As is so often the case, I needed my own crisis to catalyze real change. I had been working on a very large, very challenging, and very prestigious project. It was also very contentious. I was in over my head in more ways than one, and failed both myself and the project. Traumatized by the experience, I went on a six-week road trip determined to understand what I was doing wrong, and how I could ensure that I never got myself into such a situation ever again.

I came back with two insights:

  1. With all the privileges I’ve been given, I had absolute no right to be unhappy; I should find a way to be happy or give everything to someone who could.
  2. Most of my life, I’d been living other people’s lives, disaster was my real passion, and what I really wanted to do was to work to make grassroots crisis responses more likely to happen and to be effective.

That gave me a clear direction, albeit with vague marching orders.

Making the leap

Fast forward to today, Sep 13 2021.

I have transformed myself into Founder and Executive Director of a non-profit startup. Creative Crisis Leadership is gaining momentum every day. We have five active team members. Others come and go as we undertake new projects. We have done research, and tested our training approach. We are talking with several community organizations about partnering with us in our Wildfire Readiness project. We have an active blog, a YouTube channel, and are launching a LinkedIn page — maybe even later today. We are recruiting people to help us to develop strategic business, fundraising, and marketing plans, so that we can make ourselves worthy of the support our small following of active supporters and donors have given us.

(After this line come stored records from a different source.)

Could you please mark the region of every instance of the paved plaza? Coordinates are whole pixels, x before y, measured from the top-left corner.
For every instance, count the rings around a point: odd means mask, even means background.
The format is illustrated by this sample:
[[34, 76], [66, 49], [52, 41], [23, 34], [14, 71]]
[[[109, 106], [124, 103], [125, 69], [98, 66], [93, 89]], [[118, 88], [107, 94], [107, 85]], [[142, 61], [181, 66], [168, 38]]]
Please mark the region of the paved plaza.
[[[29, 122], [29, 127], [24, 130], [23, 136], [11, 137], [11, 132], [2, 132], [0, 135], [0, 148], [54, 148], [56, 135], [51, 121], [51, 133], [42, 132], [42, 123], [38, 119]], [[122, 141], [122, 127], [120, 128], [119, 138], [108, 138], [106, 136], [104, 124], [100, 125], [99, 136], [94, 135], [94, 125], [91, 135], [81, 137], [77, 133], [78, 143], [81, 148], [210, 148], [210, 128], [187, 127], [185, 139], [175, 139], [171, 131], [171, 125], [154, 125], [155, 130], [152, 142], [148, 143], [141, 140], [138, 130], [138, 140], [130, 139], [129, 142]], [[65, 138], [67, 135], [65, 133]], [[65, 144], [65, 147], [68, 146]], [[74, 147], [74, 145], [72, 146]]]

In the past two years, disaster has gone mainstream. I no longer have to explain that everyone is at risk, people need to work together in disaster, or that people need to be ready to take action in crisis to help themselves and their communities rather than waiting for someone else to take care of them.

Creative Crisis Leadership has the right mission at the right time. My next goal is an organization that doesn’t need me.

Am I happy?

Yes. For the most part. I still have some changes to make in my personal life. Starting a non-profit is a guaranteed recipe for financial worry (unless you’re independently wealthy, which I’m not). But I’m living my own life, and have no one else to blame for any unhappiness I experience.

Sep 13 2021


Twenty years ago, I made a phone call. Today, you can help create a world of people who are ready to act, improvise and overcome when facing disaster.

I’ve given 20 years. Will you give $20 to help the world get through the next 20?